- Lel Smits and her husband invest in stocks for their children as Christmas gifts to build wealth.
- Smits prioritizes financial literacy and chooses stocks from companies her children are familiar with.
- She also creates stock certificates and drawings to help her children visualize their investments.
This spoken essay is based on a conversation with Lel Smits, an entrepreneur, director and mother of two in Sydney. The following has been edited for length and clarity.
I advocate financial literacy, I’m the managing director of The Stock Network and I’m a director of the Australian Shareholders Association.
I have invested in my children for Christmas every year since they were 1 year old. My oldest son is almost 5 now and I also have a 2 year old daughter.
While ‘Santa’ covers the Christmas gifts, we tell them that the gift from their parents is this investment. Birthdays are known for gifts.
I’m not a professional investor, but by understanding the basics, like picking quality companies and diversifying, I learned that consistent, disciplined investing can build wealth over time and provide financial security.
I invest about a day’s salary for each child
Each year, my husband and I determine an appropriate amount to put toward an investment gift. It’s similar to how my grandmother might have bought me some meaningful jewelry. I want to buy something meaningful for my children that I hope will stand the test of time.
I invest in companies that my children know and interact with, such as Australia’s largest bank and supermarket. I choose individual stocks over managed funds for my children because they represent tangible companies that are easier for them to understand and relate to.
While ETFs and managed funds are a core part of my diversified investment strategy, my focus for my children is to foster financial literacy and investment growth. This approach helps them understand the basics of investing.

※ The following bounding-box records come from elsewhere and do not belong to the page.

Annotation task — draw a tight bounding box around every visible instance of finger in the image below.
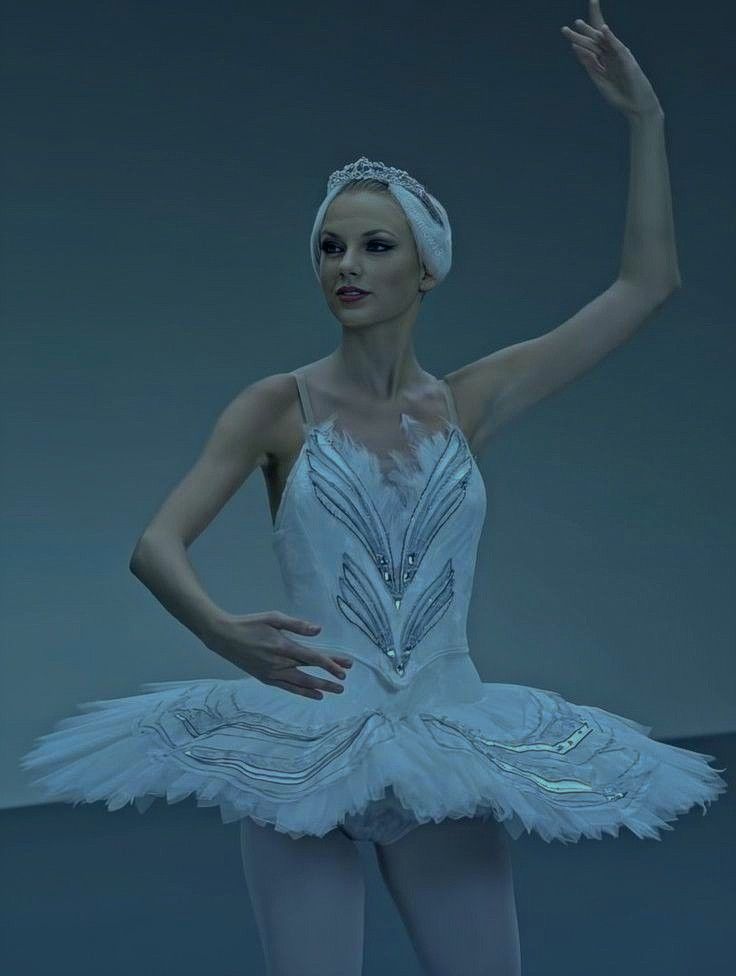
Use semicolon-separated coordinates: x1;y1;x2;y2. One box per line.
589;0;605;27
572;44;606;74
574;18;603;44
561;27;600;51
282;641;350;678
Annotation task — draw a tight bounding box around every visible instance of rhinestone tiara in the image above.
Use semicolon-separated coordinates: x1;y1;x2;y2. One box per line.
327;156;427;197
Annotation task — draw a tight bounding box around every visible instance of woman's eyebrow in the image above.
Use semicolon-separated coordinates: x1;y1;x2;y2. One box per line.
322;227;396;237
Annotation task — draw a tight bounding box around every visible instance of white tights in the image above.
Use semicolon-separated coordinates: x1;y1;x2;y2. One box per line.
240;819;521;976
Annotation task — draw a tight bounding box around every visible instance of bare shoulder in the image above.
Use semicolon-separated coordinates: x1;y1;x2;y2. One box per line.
217;373;298;467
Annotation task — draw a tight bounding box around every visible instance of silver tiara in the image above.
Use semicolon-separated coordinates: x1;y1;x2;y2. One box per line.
327;156;427;198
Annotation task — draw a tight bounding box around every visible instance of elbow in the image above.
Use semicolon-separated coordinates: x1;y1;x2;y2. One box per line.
128;535;151;578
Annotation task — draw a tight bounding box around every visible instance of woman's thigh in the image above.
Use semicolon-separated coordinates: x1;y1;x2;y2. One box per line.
240;818;365;976
376;818;521;976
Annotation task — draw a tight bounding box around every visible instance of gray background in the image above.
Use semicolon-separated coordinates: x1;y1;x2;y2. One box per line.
0;0;736;807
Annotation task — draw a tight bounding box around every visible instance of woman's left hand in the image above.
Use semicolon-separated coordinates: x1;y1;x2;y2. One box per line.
562;0;663;118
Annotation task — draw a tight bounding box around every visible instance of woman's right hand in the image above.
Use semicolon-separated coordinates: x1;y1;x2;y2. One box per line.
204;610;353;698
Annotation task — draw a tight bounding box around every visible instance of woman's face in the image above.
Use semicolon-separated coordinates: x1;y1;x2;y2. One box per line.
319;190;434;325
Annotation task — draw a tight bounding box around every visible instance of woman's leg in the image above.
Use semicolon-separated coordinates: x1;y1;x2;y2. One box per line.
376;818;521;976
240;818;365;976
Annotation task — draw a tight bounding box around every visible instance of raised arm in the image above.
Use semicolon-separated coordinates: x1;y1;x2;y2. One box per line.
445;0;681;452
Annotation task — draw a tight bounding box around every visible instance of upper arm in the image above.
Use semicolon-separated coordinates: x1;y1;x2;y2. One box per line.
446;278;667;450
132;373;294;547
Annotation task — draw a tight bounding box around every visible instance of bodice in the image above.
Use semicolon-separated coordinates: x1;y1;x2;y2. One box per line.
272;370;486;687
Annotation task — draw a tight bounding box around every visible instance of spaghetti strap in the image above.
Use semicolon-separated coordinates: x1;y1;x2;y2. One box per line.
291;369;314;427
440;379;460;427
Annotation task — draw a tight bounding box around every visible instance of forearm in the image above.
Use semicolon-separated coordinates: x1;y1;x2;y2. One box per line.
130;535;224;640
619;113;681;294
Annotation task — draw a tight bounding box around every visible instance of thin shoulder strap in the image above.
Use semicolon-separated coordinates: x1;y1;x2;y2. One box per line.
440;379;460;427
291;369;314;427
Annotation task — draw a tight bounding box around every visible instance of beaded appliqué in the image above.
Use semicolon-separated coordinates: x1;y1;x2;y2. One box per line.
307;429;472;675
421;714;638;803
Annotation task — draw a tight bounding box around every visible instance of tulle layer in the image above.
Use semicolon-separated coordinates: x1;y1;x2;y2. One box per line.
20;678;726;844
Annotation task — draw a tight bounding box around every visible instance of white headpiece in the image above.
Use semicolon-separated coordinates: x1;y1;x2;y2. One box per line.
310;156;452;282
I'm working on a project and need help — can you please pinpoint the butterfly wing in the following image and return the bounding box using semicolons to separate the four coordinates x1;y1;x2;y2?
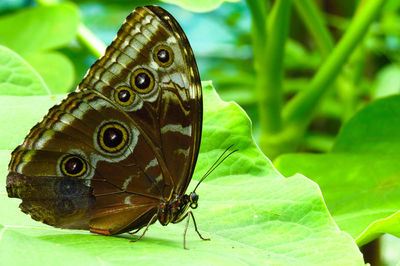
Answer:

I’m dedicated to making investments relatable, sparking their interest, teaching them how businesses work from an early age and involving them in the process.

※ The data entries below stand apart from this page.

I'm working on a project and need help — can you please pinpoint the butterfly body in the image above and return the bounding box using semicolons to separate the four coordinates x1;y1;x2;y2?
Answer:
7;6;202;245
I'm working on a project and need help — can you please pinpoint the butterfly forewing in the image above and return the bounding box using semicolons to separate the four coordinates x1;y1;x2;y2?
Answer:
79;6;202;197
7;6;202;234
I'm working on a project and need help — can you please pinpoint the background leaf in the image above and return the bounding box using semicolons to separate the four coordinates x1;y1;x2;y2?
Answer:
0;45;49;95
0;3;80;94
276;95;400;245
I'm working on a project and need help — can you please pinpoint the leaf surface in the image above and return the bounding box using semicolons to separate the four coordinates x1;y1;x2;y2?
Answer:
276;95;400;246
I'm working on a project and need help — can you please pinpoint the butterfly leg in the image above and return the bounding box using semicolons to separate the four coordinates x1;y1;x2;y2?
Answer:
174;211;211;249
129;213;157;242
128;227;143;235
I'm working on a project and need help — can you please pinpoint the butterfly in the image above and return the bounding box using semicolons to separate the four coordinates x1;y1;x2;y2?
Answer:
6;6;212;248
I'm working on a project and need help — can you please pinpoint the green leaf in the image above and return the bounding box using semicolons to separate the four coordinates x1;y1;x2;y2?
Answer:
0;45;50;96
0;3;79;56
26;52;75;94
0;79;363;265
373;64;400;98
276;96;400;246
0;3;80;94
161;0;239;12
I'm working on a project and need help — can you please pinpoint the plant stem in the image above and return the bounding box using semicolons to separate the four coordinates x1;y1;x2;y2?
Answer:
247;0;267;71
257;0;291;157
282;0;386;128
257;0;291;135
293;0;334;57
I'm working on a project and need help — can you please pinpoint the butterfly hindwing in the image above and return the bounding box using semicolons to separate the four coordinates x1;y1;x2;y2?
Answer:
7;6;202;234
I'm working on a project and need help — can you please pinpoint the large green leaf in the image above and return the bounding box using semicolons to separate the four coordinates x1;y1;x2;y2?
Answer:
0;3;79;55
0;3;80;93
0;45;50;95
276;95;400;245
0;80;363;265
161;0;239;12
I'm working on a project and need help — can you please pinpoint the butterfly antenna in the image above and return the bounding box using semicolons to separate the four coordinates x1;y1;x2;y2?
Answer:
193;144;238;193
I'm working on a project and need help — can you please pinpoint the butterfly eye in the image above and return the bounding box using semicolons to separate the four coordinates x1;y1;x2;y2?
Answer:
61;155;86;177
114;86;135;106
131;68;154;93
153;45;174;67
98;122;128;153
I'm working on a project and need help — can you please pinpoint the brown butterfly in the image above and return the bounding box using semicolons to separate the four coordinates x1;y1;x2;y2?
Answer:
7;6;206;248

I have a few key fundamentals that are important to me when picking stocks
I didn’t grow up financially literate. My parents didn’t actively teach me, but they instilled basic concepts like ‘Don’t spend more than you earn’ and ‘Interest works while you sleep.’ My investment knowledge accelerated while working as a financial journalist.
I opened a stock account for my children when they were born and linked my bank to a stock trading account to manage their investments. This allows me to buy shares directly on their behalf.
I focus on profitable companies with strong financials, steady growth and a proven track record. I also like to diversify across industries. I don’t want my children to be only in a sector that I think is good. I have invested in the consumer goods, technology and healthcare sectors to reduce risk.
Since I am a very active investor myself, I am constantly researching and reading company reports.
I create stock certificates and pictures about investments so my kids can visualize stocks
I print a brochure that says ‘my investment’ for them and create a share certificate that looks like something you might have received 100 years ago.
I also draw pictures to accompany the investment, like a supermarket or a pizza shop. Visualizing it is my commitment to their learning and making tangible money.
I’m working on a book called ‘ABC of the ASX’ which explains the major companies to children so they can start to understand investing.
We will hand over the portfolio to the children when I am confident that it will be managed as carefully as it was created.
My five year old is starting to engage and ask big questions
My kids have never complained about the investment gift. Thankfully, Santa takes care of the ‘exciting’ toys at Christmas, so the investment is considered an extra.
The boy started asking me: “How did I get this money?” and “How can I make more investments myself?” This brings up the issue of work, and we discuss what work is and how to make money.
To a child, the idea of ​​ownership is amazing. By entering a supermarket, we talk about spending our money in a place where we have an investment. I think this has increased his worldview at a very early age.
My friends are starting to ask how they can do the same for their children
My clearest message is that investing can be very simple if you focus on the basics.
Investing through trusted institutions and selecting quality companies with earnings can simplify what can be a very overwhelming process, even for adults.